Attendu de longue date, ce nouvel album de Leon Vynehall, Rare, Forever, ne sauvera pas votre printemps. Il fait mieux : il remplira les rares interstices mentaux laissés libres pour mieux les coloniser et ne plus vous lâcher.

Un serpent qui se mord la queue dans un signe de l’infini cryptico-maléfique surplombé d’un “R” : on a connu plus direct comme imagerie, surtout lorsqu’il s’agit de Rare, Forever, disque attendu par beaucoup et teasé de longue date. Le dernier long format solo du DJ et producteur londonien remonte à 2018 et à Nothing Is Still, grand album de tourments balayé par les vents d’un virage à 180 degrés, direction l’expérimentation. Beaucoup moins aride, le disque qui sort aujourd’hui prend tout de même un malin plaisir à nous essayer de nous dérouter, le tout au sein de la galaxie Vynehall. Une house qui aurait pu s’appeler lo-fi mais qui tire plus sur la branche leftfield, voire mentale du 4×4.

On y reconnait des choses, des sons, des approches ; un grain omniprésent, une sensation de frottement d’abord. On ne sait si le londonien a l’habitude de travailler sur des machines analogiques ou sur ordinateur mais il sait le rendre sur disque. Sans être brut ni bâclé, on garde une sensation de spontanéité, de vie à travers ce procédé, cette patte sonore. Tout parait fait sur le vif, capé à l’aide d’un micro standard et poussé dans le rouge. Une (fausse) rugosité qui s’entend partout, de “Ecce! Ego!” à “Snakeskin ∞ Has-Been”.

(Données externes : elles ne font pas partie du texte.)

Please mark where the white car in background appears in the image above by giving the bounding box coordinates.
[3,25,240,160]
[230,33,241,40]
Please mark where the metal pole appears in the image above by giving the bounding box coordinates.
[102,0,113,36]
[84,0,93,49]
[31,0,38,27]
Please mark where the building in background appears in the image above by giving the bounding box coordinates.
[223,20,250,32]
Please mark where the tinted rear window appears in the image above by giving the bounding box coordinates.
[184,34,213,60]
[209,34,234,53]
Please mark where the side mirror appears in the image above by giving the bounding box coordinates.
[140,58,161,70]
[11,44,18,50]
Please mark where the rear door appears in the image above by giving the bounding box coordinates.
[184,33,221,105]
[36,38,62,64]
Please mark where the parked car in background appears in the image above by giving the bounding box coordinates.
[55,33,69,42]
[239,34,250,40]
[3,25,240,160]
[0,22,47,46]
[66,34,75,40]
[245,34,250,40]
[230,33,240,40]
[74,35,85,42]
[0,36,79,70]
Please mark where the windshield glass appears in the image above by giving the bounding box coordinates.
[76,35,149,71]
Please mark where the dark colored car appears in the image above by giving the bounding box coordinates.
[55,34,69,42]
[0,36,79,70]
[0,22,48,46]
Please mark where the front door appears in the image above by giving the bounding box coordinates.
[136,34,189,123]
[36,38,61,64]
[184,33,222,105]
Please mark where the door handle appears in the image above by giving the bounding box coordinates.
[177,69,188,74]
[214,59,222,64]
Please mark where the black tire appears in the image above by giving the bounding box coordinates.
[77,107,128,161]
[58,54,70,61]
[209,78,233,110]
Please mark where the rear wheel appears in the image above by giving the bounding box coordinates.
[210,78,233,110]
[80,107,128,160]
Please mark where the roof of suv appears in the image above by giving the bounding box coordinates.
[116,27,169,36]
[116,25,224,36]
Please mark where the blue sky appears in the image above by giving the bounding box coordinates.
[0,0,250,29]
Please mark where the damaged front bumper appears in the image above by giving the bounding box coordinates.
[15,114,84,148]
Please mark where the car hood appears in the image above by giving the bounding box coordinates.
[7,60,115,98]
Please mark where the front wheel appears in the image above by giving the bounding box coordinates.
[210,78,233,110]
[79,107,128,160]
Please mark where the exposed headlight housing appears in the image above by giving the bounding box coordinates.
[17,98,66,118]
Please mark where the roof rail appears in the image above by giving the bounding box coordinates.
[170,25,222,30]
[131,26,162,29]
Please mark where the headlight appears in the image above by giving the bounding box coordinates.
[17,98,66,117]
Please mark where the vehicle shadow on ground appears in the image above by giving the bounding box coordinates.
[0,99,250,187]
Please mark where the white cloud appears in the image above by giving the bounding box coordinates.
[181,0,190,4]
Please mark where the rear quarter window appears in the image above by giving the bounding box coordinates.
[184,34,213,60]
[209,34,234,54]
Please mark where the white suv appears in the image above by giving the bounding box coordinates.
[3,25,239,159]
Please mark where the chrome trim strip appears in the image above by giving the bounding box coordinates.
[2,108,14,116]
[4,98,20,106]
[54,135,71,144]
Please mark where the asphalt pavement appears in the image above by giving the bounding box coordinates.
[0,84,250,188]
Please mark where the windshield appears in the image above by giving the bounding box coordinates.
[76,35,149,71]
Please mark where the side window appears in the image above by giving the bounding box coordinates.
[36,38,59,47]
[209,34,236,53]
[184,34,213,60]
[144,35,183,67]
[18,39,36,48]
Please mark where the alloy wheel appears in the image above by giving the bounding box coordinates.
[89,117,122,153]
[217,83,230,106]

On reconnait aussi les thèmes, les fixations de Vynehall. Avoir sur une même piste une chevauchée house enlevé et d’épaisses plages ambient semble être sa direction, surtout depuis son précédent disque. Là où à ses débuts, il composait des titres club plus ouvert et aérien, il convoque par exemple sur “Mothra” des éléments plus sombres de son répertoire : riffs inquiétants, nappes synthétiques qui ne dénoterait pas dans la bande-son d’un thriller psychologique. Chaque piste plus énergique est encadrée par des plages oscillant entre ambient et electronica, comme pour expliciter la chose. Et ce sont ces pistes, de par leurs pouvoirs évocateurs et visuels, qui nous font plonger tête baissée dans l’univers de Vynehall.

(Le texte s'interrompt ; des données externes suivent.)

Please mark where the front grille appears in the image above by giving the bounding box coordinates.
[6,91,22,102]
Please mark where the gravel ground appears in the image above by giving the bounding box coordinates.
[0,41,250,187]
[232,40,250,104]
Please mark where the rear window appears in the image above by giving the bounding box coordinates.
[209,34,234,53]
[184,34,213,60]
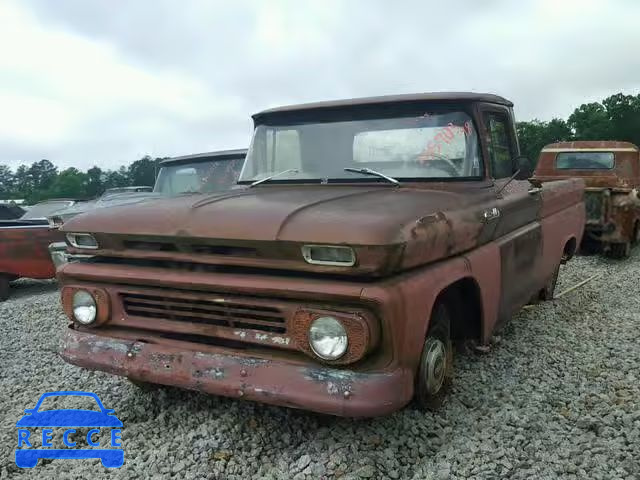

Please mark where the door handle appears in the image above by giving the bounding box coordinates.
[482,207,500,222]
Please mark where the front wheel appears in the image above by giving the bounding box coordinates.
[0,274,9,302]
[609,242,631,259]
[127,377,160,392]
[538,265,560,301]
[415,303,453,410]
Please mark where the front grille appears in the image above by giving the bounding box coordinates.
[121,293,287,334]
[584,192,605,222]
[122,240,258,257]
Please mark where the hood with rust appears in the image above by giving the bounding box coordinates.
[64,185,495,273]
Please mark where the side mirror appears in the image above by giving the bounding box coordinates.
[513,155,533,180]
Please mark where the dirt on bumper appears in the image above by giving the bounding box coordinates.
[60,328,413,417]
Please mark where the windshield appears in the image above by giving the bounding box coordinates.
[102,187,153,198]
[556,152,614,170]
[240,112,482,182]
[21,201,73,220]
[153,158,244,196]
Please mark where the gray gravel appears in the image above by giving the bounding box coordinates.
[0,249,640,479]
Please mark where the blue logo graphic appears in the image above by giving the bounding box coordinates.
[16,392,124,468]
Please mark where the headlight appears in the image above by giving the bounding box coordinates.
[73,290,97,325]
[67,233,98,250]
[302,245,356,267]
[47,215,64,228]
[309,317,349,360]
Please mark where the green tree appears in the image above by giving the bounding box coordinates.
[86,166,106,198]
[128,155,160,186]
[28,159,58,193]
[103,167,130,189]
[45,167,87,198]
[516,118,573,163]
[0,165,15,198]
[602,93,640,145]
[13,165,33,199]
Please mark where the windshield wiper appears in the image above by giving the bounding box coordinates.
[344,167,400,185]
[249,168,298,188]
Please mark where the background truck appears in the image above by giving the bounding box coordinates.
[59,93,585,416]
[48,149,247,266]
[0,219,63,301]
[533,141,640,258]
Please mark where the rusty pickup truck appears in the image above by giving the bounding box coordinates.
[59,93,585,416]
[532,141,640,258]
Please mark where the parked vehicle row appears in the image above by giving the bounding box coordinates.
[0,150,246,301]
[6,93,640,416]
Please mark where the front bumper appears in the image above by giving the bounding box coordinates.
[49,242,91,268]
[61,328,413,417]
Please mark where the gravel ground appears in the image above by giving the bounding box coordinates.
[0,249,640,479]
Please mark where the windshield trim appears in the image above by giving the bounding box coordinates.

Dissonants parfois (“Farewell! Magnus Gabro”), ses “mélodies”, si l’on peut les nommer ainsi, habillent le disque d’une couleur particulière et invitent à une rêverie mentale. Flamboyant sur “An Exhale” et “Dumbo”, en intensité rentrée sur “Worm (Closer & Closer)”, Vynehall esquisse un disque multiple aux couches superposées. Un disque aux multiples lectures, qui de par son format, s’insère partout ; ni dancefloor ni ambient, pas vraiment printanier mais loin d’être renfrogné, Rare, Forever s’épanouit dans des espaces non-définis. Des zones d’ombres, pas inconnues mais difficile à cartographier – est-ce un album pour le club, et si oui lequel ? – et qui ressemblent à s’y méprendre à nos quotidiens. Des zones floues, grises, difficiles à identifier. C’est tout naturellement qu’il vient coloniser ces espaces et y restera peut-être quelques temps.